There is another possible scenario that is typically overlooked by physicians in this field. In this one the tumor spreads as soon as it appears. It doesn’t have to go through the stages on the figure. Here again screening will be useless.

Perhaps as high as 90% of prostate cancers will cause no harm. treating them, however, causes significant morbidity. “Even in breast cancer, for which there is evidence and agreement that screening saves lives, …for every breast cancer averted, even in the age group for which screening is least controversial (age 50-70 years), 838 women must undergo screening for 6 years, generating thousands of screens, hundreds of biopsies, and many cancers treated as if they were life threatening when they are not.” [The quotation is from the JAMA paper linked above.]

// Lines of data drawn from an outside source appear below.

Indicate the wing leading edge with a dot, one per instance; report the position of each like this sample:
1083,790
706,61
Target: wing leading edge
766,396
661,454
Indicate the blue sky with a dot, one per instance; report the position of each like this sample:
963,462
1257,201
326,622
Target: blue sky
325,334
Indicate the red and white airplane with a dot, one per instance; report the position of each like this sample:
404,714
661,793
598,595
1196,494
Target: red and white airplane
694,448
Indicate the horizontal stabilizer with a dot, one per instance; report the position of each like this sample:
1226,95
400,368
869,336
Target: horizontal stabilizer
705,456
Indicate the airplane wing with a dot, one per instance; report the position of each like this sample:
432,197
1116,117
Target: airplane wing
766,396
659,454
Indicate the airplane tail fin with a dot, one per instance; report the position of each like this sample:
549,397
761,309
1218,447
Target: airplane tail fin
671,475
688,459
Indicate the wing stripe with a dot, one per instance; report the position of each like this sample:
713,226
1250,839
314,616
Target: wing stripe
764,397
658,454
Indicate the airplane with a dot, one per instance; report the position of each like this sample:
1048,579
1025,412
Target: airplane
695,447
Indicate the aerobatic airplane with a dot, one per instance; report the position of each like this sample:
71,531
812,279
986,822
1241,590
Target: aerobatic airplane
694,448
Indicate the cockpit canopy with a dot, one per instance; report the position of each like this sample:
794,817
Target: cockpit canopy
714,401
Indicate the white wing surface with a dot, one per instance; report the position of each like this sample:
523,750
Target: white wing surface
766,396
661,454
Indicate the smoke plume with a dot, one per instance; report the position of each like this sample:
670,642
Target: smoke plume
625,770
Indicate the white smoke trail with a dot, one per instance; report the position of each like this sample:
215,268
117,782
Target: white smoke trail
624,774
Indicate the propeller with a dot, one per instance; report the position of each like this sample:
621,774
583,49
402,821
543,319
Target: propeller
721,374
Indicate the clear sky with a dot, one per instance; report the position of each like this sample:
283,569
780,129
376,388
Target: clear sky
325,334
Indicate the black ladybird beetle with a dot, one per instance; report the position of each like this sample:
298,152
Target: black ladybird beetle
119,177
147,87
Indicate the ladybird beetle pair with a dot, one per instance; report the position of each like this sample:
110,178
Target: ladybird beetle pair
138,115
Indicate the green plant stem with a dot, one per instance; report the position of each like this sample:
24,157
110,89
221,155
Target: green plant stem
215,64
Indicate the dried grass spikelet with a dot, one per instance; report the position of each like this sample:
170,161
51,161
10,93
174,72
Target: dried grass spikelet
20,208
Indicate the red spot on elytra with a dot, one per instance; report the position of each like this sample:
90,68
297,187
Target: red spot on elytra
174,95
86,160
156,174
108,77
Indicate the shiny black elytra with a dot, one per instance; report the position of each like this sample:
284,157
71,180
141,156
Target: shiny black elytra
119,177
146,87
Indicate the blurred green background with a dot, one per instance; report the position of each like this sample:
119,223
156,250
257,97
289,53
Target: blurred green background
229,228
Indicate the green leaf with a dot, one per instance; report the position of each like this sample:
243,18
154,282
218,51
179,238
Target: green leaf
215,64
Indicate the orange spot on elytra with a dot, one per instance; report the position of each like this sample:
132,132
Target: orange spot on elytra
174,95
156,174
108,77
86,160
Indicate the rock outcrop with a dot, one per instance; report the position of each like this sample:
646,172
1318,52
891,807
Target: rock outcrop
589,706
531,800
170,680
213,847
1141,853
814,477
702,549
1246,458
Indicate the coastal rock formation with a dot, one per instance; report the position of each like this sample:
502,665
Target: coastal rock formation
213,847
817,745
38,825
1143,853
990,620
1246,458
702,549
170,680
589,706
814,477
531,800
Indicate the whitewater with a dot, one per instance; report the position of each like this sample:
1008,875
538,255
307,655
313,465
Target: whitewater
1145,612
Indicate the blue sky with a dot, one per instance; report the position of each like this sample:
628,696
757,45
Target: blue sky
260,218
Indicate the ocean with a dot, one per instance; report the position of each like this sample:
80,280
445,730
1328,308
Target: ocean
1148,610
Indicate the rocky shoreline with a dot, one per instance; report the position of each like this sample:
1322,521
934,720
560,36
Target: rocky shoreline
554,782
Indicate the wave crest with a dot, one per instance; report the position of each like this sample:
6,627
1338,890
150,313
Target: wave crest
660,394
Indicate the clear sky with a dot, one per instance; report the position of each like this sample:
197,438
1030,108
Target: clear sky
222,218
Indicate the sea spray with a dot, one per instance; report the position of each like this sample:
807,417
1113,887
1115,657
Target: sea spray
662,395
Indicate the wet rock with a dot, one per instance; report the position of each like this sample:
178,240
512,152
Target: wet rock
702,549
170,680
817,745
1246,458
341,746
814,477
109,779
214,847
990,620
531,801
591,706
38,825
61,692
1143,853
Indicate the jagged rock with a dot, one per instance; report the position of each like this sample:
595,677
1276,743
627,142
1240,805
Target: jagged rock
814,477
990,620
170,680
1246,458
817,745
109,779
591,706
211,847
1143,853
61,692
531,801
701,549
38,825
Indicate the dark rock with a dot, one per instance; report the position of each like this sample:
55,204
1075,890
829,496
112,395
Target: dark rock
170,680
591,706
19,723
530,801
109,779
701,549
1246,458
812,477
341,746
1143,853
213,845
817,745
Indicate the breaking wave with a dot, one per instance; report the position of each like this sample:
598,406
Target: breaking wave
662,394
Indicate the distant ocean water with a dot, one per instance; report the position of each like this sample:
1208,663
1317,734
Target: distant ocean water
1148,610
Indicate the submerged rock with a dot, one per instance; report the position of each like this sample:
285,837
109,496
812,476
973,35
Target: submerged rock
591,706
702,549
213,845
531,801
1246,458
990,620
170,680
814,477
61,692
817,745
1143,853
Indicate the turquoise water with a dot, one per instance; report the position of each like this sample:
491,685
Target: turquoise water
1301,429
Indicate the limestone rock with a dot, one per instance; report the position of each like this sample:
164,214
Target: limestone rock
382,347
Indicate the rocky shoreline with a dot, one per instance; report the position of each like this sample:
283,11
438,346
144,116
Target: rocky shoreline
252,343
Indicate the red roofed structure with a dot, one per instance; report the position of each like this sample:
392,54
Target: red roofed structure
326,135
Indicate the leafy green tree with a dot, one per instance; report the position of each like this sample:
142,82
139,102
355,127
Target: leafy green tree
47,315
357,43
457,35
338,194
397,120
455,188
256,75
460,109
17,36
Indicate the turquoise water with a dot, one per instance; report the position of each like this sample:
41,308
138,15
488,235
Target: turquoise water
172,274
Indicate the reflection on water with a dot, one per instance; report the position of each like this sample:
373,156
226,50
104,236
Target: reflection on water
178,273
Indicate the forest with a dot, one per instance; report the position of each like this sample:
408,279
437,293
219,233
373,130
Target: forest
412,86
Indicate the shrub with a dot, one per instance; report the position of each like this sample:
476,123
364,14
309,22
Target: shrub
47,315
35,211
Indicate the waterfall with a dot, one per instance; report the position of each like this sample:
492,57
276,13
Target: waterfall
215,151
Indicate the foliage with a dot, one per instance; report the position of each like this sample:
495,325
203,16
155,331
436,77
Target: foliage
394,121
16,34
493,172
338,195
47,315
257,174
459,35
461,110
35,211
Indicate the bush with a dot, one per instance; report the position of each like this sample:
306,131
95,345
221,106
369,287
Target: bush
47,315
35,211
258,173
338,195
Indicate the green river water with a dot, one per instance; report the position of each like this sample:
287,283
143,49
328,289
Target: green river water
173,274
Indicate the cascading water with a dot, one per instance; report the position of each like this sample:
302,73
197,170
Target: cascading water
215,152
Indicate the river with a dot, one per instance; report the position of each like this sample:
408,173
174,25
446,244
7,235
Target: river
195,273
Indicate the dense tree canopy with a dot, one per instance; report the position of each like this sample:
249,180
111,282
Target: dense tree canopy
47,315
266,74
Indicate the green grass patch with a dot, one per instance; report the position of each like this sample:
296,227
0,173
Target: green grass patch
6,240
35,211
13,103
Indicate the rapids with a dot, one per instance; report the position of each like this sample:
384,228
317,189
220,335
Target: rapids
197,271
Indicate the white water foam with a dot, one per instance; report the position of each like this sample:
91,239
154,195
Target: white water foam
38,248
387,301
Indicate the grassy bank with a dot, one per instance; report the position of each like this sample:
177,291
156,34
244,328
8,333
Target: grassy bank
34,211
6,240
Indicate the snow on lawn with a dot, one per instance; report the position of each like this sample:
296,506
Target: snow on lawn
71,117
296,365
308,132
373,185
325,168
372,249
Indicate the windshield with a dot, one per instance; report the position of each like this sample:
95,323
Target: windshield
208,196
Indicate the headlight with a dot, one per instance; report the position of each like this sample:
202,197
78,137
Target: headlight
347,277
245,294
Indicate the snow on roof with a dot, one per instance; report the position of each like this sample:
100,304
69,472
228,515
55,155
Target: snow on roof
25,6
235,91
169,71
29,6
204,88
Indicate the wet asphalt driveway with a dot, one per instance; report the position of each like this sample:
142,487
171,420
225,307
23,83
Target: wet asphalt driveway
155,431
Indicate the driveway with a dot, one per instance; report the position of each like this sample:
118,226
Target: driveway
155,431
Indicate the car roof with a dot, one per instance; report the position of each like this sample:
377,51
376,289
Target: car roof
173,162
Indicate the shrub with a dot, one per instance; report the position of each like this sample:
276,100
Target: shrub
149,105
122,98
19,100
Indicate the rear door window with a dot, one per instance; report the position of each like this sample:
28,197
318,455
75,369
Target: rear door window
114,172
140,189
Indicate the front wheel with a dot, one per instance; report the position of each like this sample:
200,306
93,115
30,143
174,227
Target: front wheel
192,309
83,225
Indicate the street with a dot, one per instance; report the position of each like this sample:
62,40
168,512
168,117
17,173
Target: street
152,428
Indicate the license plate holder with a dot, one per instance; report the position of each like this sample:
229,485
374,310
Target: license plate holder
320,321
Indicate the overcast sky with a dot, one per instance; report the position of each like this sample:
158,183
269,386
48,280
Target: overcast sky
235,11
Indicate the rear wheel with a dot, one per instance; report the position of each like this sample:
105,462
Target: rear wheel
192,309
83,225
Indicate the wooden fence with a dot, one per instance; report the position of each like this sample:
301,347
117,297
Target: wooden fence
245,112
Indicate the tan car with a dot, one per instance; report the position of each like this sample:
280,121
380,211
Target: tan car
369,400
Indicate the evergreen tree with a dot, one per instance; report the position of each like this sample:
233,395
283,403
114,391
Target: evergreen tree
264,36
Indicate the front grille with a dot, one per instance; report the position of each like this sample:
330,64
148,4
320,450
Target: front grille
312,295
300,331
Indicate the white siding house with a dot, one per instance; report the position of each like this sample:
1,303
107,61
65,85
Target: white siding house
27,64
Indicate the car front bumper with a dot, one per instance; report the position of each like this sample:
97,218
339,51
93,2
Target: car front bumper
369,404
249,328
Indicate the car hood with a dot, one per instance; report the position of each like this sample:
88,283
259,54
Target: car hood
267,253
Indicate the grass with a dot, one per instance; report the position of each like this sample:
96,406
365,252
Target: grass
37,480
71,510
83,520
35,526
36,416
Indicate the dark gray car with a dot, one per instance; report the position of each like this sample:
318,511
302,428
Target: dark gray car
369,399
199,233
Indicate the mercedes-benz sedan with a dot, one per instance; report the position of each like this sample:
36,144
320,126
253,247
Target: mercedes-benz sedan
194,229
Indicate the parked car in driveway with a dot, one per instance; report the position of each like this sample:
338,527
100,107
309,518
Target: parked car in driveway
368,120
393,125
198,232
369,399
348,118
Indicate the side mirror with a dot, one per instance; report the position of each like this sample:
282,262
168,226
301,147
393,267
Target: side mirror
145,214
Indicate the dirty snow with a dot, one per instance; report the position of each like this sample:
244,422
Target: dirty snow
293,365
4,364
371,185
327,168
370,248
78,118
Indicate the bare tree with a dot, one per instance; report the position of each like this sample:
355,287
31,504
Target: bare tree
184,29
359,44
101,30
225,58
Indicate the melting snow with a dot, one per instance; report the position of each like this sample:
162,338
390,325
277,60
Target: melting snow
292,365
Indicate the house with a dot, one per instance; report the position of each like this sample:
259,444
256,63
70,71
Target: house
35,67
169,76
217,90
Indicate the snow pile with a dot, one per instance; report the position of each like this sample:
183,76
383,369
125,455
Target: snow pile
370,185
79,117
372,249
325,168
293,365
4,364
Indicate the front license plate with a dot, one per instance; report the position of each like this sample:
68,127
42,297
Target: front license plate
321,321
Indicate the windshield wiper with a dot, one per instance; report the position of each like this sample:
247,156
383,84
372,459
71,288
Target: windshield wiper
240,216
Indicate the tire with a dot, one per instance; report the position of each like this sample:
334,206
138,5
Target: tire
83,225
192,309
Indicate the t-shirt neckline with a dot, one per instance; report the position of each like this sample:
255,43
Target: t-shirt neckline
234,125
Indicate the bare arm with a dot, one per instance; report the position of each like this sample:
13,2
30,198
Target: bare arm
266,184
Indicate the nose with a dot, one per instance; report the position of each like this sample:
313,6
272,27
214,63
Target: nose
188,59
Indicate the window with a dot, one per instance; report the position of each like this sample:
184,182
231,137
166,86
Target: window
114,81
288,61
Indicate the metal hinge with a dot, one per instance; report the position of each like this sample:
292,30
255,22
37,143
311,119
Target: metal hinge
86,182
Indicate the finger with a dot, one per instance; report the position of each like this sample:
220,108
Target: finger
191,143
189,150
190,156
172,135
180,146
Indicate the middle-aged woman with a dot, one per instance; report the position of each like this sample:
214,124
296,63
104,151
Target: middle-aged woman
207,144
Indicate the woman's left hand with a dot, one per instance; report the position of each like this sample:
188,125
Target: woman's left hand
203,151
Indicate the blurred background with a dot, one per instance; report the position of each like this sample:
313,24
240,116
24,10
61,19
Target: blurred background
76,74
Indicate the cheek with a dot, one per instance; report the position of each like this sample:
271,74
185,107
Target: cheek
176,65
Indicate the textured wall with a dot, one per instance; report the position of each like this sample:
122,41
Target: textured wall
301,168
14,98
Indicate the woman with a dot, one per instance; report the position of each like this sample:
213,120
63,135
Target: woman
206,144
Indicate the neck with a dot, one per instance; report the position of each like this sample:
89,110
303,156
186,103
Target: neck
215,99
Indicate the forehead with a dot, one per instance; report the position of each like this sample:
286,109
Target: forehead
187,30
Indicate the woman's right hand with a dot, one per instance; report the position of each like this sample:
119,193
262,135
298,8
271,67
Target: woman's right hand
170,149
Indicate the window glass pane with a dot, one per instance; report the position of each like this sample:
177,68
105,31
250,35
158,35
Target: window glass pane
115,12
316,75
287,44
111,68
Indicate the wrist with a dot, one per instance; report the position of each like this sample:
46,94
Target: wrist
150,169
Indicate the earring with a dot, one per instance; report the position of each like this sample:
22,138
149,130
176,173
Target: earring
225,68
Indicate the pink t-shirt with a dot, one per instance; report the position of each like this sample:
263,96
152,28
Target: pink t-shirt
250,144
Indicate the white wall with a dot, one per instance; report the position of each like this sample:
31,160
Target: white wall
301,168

Managing these diseases would be vastly improved if they were like colon cancer. Here we can identify benign polyps that if not removed would become malignant. Thus we can prevent colon cancer rather than having to treat it. Screening in this instance makes a lot of sense.

Our problem is that we have difficulty telling the tumors that will benefit from screening and early diagnosis from those that won’t, though we are getting better at differentiating them. The authors of this study make several recommendations, all of which are reasonable.

1. Develop and validate biomarkers to differentiate significant and minimal risk cancers.
2. Reduce treatment burden for minimal risk disease. Rightly believing that a lot is in a name, they advise not calling minimal risk disease cancer. The word is too loaded to use casually.
3. Develop tools to support informed decisions. Yet another plea for doctors to talk to their patients about the implications of screening before they do it.
4. Focus on prevention for the highest risk patients. This is easier said than done, but we are making progress here and should do better in the near future.

We’ve been trying to get both physicians and patients to face up to the complexity of screening for years. This holds true for screening for any disease. This paper should help a bit.